My kitchen is small, but its heart and ambitions are big when it comes to its extremely infrequent chances to entertain. The apron is always up to the challenge, probably because it always has backup in the closet. This time of year, the kitchen has its own backup as well, in the form of a decent-sized gas grill that saves me significant sweat in the kitchen on warm days.

I opted for the classics: burgers, bratwurst and hotdogs on the grill, with veggies, dips, a pasta salad and a few other snacks on the makeshift buffet table. I also wanted something that everyone would like, but that might be a little different than everyone expected. But this was the great Midwest, after all. What goes with meat better than potatoes?

There are probably thousands of recipes for giant casseroles with titles like “Company Potatoes” or “Potatoes for a Crowd,” but if I was going to grill, I was going to grill, and half the point was to keep it from getting too hot inside (even though it turned out to be a rather cool day). Besides, I had not ever tested any of these recipes myself. (Entertaining Rule 2: Don’t make something for your guests that you’ve never made before.) What I had done many times during last year’s grilling season, however, was grill potatoes.

Now I know as well as you do that it is nearly impossible to grill raw potatoes, since they get black before they even consider losing their vegetable crunch. And so I cheat. I use the microwave to par-cook the potatoes, then cut them into cubes or wedges (I went mostly with finger foods, so I made wedges this time), dress them with plenty of olive oil, salt and pepper, dump them in a pan made for the grill, and put them to the flames. They need to be watched carefully and turned when they begin to darken, and if, like me, you’re also cooking something that tends to flare up on the same grill, the potatoes can get pretty dark before you know it. Not that I mind a crispy potato. In fact, I’m convinced they make the world go ‘round.

I love these potatoes with an herbed dipping sauce, like the one I adapted from Better Homes and Gardens Magazine. It can be easily customized to fit your personal taste or whatever fresh herbs you have available. I used parsley (which seems to be always available), oregano and thyme. I think it would also be great with ground coriander, cumin and cilantro or with dill and lemon juice in place of the lime juice.

The potatoes were a big hit. In fact, I nearly forgot to take a photo of the finished product until they were almost gone and scrounged what was left from the bottom of the bowl for their glamour shot (every cook loves an empty serving dish!). I think we really all had a great time (Entertaining Rule 3: Have fun at your own party!) There was a violin concert, a brilliant commentary on what a hat is for, and a great dance routine performed to Weird Al’s “Yoda” by a young Batman with a blue-blanket cape. Aaah, memories. And mmmmm, potatoes!
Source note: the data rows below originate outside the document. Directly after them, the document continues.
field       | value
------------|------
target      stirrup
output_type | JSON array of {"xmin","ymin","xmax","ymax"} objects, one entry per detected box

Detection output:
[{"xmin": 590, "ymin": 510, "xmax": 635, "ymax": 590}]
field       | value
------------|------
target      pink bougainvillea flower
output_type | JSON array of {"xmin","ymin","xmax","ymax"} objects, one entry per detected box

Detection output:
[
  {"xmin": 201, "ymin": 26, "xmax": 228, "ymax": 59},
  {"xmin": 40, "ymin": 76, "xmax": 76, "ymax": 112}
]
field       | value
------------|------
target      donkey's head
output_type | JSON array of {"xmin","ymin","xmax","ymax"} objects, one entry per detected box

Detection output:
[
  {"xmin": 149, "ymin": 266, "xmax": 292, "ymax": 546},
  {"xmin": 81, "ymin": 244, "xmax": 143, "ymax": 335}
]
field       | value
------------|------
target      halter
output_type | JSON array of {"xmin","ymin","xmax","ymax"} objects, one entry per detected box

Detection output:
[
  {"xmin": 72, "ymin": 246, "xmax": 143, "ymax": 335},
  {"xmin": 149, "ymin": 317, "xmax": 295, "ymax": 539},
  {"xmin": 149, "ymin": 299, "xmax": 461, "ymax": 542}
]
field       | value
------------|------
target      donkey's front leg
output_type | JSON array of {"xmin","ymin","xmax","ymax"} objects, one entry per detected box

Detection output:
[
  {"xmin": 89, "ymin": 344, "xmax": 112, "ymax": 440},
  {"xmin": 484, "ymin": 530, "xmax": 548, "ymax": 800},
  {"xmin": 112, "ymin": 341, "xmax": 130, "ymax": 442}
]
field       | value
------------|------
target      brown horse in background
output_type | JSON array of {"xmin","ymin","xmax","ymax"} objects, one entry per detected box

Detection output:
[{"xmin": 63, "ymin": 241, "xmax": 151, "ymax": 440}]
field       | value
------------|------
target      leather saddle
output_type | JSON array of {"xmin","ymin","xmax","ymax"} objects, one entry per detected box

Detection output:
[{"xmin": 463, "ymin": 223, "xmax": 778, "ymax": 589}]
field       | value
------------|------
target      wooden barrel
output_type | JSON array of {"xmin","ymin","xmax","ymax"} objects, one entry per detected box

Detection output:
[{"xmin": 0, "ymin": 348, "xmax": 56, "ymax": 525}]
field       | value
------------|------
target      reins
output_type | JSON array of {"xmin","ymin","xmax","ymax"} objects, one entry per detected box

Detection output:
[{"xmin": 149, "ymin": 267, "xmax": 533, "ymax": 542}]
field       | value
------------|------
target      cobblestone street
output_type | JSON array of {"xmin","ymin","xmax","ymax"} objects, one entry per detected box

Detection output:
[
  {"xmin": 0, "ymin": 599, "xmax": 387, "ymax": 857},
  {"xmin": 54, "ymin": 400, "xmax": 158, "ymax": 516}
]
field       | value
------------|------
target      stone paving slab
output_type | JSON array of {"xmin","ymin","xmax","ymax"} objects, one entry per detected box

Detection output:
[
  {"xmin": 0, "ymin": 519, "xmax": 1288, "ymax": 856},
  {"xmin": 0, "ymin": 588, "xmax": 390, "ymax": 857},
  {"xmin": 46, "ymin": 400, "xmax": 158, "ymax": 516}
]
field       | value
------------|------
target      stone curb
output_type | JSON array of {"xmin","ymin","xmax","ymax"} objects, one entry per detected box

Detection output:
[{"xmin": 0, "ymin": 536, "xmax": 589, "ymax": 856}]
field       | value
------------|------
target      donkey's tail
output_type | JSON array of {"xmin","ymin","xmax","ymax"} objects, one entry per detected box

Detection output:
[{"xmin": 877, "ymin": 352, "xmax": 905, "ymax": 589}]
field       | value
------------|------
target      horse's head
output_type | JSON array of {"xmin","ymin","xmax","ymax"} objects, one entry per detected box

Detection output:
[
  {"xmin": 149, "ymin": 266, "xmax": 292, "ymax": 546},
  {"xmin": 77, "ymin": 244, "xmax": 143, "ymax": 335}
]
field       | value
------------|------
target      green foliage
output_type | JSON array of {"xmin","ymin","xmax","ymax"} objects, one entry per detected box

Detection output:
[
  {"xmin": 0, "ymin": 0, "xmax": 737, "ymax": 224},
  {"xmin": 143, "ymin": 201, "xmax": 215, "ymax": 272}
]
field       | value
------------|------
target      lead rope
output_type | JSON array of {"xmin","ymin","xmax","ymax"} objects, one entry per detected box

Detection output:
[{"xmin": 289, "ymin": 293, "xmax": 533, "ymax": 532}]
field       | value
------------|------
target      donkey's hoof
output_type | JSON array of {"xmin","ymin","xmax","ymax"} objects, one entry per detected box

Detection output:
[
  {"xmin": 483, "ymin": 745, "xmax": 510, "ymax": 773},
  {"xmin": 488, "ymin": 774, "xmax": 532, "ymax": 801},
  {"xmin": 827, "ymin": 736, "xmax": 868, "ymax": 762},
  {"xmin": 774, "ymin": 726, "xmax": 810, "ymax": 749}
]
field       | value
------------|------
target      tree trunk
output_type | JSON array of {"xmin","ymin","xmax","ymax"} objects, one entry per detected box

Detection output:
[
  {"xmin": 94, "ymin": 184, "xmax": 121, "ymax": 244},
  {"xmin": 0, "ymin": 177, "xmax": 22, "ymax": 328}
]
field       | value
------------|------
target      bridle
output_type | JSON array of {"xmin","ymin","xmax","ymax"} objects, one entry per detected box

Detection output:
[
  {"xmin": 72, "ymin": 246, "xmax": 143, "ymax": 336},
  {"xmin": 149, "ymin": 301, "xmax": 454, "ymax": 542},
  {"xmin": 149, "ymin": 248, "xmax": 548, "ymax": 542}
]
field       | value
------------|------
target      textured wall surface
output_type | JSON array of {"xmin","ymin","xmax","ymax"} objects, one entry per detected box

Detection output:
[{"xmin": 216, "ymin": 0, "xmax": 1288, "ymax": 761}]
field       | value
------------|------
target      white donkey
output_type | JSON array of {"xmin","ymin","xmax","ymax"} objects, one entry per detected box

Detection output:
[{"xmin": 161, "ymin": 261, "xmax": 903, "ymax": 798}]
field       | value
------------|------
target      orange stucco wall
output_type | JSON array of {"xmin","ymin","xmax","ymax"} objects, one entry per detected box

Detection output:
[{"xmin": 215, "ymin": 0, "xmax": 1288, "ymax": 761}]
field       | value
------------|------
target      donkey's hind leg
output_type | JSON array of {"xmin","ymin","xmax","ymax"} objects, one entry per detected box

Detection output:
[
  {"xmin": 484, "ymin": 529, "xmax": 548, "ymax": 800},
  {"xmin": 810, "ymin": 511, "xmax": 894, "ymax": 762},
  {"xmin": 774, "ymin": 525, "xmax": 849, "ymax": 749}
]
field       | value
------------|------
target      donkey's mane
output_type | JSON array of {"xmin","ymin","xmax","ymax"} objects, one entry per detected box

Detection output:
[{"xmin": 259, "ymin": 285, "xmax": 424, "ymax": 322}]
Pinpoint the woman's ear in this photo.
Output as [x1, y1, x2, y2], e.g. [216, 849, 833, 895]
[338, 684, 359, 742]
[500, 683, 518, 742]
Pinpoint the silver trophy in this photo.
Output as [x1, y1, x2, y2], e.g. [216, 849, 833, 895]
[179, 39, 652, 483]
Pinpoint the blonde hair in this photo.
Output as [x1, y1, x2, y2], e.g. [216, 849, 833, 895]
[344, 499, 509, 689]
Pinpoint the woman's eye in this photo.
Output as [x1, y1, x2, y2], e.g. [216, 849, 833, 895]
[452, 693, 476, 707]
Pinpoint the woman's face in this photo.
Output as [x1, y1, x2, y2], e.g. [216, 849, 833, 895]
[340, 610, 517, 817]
Grilled Potatoes with Lime-Herb Dipping Sauce
This is really a method for cooking the potatoes rather than a recipe. The sauce can be halved, doubled, quintupled, whatever you need.

For the potatoes:
Potatoes (I used some nice large red potatoes, but use whatever looks nice)
Olive oil (I use extra-virgin for just about everything
Salt and Pepper

1. Cook the potatoes in the microwave (3 to 5 at a time) until they are partially cooked all the way through, but are still firm enough to cut. A knife inserted in the potatoes will meet with some resistance, but not the crispy kind of a raw potato. This should take about 6 minutes. Turn them over about halfway through the cooking process.

2. Set the potatoes aside until they are cool enough to handle. This can be done significantly ahead of time, even the day before. Cut the potatoes into large wedges.

3. In a large bowl, toss the wedges with olive oil to coat. Add salt and pepper to taste and toss well.

4. Preheat a grill. Place the potatoes on a grilling pan over medium to high flame (depending on your grill’s power) and grill until they are browned on one side. Turn the potatoes with tongs and grill the other side until brown. Serve with Lime-Herb Dipping Sauce.

For the Lime-Herb Dipping Sauce (adapted from Better Homes and Gardens Magazine)
½ cup mayonnaise
½ cup sour cream
1 tablespoon lime juice
2 finely chopped green onions (scallions)
1 clove garlic, very finely minced
½ teaspoon salt
about 3 tablespoons minced fresh herbs

1. Mix all ingredients together. Chill until ready to eat.